Jens .. schrieb:> OPs Idee:> 1. Bauteile in Paste dippen
Und dabei die ganze Gehäuseunterseite mit Lötpaste vollschmieren? Ich
glaube nicht, dass er sich das so vorgestellt hat.
Georg
doedel schrieb:> ich will mir die Paste ja nicht sparen ... ich frag mich nur, ob es> nicht einfacher ist, sie z. B. mit einer Kanüle direkt auf die Pins und> nicht per Schablone auf die Pads aufzutragen.
nein es ist in der Serie nicht einfacher und darum wird es auch in der
Serienprodukton nicht gemacht.
Was Du privat so mit der Paste und den Lötstellen treibst sei Dir
überlassen, Du darfst es beliebig kompliziert machen....
Grüße
MiWi
MiWi schrieb:> Was Du privat so mit der Paste und den Lötstellen treibst sei Dir> überlassen
Bei einem TQFP 100 ist das doch ein schöner Zeitvertreib...
Georg
doedel schrieb:> Was spricht dagegen, die Paste ohne Schablone direkt auf die Pins> aufzutragen, bevor man sie auf einer dann trockenen Platine platziert?
Die fehlende Dosierungsmöglichkeit.

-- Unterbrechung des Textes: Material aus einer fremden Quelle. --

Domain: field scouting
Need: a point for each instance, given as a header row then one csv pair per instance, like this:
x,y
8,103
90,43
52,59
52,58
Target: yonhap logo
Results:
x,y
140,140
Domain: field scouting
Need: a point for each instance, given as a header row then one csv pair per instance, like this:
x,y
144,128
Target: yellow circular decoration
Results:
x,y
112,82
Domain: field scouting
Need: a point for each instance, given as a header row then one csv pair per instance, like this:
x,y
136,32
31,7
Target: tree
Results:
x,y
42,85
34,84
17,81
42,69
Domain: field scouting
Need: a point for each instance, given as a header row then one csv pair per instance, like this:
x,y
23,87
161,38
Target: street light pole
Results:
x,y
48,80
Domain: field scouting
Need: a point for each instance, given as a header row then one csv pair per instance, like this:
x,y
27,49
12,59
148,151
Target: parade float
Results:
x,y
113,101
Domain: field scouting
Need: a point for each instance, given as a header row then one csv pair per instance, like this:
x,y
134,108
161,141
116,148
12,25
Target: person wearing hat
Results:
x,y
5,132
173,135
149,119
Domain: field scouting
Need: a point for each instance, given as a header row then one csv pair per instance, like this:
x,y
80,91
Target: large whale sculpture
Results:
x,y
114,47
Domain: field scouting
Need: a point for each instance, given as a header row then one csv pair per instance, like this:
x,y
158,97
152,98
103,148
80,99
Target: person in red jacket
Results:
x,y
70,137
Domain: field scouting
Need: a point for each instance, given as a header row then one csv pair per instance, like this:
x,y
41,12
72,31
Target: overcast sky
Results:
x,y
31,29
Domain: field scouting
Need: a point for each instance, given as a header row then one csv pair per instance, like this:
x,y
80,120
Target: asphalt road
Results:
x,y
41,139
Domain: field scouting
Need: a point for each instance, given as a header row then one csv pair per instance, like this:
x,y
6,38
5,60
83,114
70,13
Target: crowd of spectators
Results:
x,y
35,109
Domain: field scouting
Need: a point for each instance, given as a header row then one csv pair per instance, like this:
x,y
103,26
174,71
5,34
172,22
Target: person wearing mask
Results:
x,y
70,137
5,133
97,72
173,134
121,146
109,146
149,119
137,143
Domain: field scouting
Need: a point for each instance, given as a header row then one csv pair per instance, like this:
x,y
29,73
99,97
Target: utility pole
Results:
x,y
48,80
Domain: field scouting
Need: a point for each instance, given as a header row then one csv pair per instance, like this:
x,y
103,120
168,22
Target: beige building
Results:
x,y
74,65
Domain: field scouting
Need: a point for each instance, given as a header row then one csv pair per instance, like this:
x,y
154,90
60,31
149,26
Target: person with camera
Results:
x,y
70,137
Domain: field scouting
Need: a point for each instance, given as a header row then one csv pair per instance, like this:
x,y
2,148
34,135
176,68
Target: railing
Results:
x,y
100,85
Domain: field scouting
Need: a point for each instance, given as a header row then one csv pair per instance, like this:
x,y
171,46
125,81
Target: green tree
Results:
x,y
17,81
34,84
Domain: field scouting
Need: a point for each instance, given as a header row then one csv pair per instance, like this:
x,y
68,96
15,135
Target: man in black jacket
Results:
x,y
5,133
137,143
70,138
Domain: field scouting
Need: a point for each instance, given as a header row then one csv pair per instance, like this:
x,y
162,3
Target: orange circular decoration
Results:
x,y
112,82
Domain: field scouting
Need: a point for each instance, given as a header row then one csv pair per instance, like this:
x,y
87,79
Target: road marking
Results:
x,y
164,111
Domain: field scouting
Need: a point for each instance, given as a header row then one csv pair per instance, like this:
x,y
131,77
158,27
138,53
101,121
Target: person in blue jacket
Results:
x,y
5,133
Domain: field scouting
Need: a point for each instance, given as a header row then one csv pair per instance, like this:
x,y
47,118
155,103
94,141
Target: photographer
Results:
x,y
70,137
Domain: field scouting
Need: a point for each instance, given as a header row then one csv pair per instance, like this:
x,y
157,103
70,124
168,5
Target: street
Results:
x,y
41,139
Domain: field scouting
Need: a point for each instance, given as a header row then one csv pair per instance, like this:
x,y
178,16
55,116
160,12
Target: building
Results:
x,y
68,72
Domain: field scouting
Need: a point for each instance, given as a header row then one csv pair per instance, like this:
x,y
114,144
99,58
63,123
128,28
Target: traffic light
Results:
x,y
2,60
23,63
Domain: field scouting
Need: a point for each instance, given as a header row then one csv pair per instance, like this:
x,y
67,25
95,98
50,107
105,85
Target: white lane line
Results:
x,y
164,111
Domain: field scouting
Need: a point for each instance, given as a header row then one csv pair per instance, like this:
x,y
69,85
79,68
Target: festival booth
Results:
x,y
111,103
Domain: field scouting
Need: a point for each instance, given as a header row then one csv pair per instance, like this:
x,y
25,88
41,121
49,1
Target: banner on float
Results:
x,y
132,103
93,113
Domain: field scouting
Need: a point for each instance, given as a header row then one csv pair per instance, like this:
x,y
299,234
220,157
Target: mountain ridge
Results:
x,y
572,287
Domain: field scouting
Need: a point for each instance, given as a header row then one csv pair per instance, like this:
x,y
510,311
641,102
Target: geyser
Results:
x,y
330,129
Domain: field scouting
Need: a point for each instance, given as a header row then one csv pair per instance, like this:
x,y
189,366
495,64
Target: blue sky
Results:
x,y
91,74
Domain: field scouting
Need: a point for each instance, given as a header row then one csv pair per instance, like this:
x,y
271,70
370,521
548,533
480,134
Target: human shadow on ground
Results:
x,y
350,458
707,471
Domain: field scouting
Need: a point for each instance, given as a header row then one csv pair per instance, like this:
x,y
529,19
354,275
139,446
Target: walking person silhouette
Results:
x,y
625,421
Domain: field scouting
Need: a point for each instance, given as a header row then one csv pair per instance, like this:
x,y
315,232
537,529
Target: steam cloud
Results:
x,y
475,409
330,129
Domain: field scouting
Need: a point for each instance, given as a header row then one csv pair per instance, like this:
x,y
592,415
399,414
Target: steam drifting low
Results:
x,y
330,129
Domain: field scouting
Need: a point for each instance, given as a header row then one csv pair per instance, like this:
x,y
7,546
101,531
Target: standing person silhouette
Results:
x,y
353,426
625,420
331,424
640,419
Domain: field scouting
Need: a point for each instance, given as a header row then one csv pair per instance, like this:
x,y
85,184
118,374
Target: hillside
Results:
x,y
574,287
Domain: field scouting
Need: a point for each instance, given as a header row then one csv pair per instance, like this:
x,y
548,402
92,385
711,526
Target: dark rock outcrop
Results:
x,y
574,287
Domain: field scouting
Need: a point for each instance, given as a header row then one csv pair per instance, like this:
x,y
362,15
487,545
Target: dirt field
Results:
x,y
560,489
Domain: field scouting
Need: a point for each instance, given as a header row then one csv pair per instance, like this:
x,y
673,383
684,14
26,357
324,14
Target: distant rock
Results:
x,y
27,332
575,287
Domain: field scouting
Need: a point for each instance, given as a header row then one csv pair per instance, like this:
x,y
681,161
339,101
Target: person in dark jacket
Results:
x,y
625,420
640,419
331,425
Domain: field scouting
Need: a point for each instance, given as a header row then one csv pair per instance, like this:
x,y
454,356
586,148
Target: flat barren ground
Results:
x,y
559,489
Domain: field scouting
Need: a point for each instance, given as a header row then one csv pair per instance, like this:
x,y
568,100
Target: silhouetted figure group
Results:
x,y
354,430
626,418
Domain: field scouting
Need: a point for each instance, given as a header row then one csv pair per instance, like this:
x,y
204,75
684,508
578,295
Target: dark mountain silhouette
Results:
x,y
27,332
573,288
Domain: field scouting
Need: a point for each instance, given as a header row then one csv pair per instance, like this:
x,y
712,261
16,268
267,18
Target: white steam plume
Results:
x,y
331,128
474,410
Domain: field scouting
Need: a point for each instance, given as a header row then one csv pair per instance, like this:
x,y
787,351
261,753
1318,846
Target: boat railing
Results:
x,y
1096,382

Beim Auftrag mit Schablone ist die
Lotmenge und -Verteilung genau definiert, beim Pinbenetzen durch Tauchen
nicht. Da klebt mal mehr mal weniger Lot am Pin, mal vorn mal weiter
hinten. Die Folge sind schwankende Qualität: Grabsteine, Kurzschlüße,
kalte Lötstellen...
Wort Sprenglerei schrieb:> beim Pinbenetzen durch Tauchen> nicht
Das will er ja auch garnicht:
doedel schrieb:> ich frag mich nur, ob es> nicht einfacher ist, sie z. B. mit einer Kanüle direkt auf die Pins
Du hast den Umfang des Wahnsinns deutlich unterschätzt. Deswegen mein
Hinweis auf TQFP100.
Georg
Georg schrieb:> doedel schrieb:>> ich frag mich nur, ob es>> nicht einfacher ist, sie z. B. mit einer Kanüle direkt auf die Pins
Es ist komplizierter, als die Paste mit einer Kanüle direkt auf die Pads
aufzutragen. Letzteres wird zum Handlöten durchaus gemacht.
Georg schrieb:> Wort Sprenglerei schrieb:>> beim Pinbenetzen durch Tauchen>> nicht>> Das will er ja auch garnicht:>> doedel schrieb:>> ich frag mich nur, ob es>> nicht einfacher ist, sie z. B. mit einer Kanüle direkt auf die Pins
Das interpretieren manche anders
Hans schrieb:> Ich glaube er meinte schon von oben, also der Bestückungsautomat nimmt> das Teil stuckt es kurz in Paste und dann auf die Pads.
Wobei es wurscht ist ob tauchen oder mittels Kanüle per Hand gespritzt,
wieviel Lot da per Pin hängenbleibt streut gewaltig. nur eine Schablone
garantiert das die gewünschte Menge an die richtigen Stelle gelangt.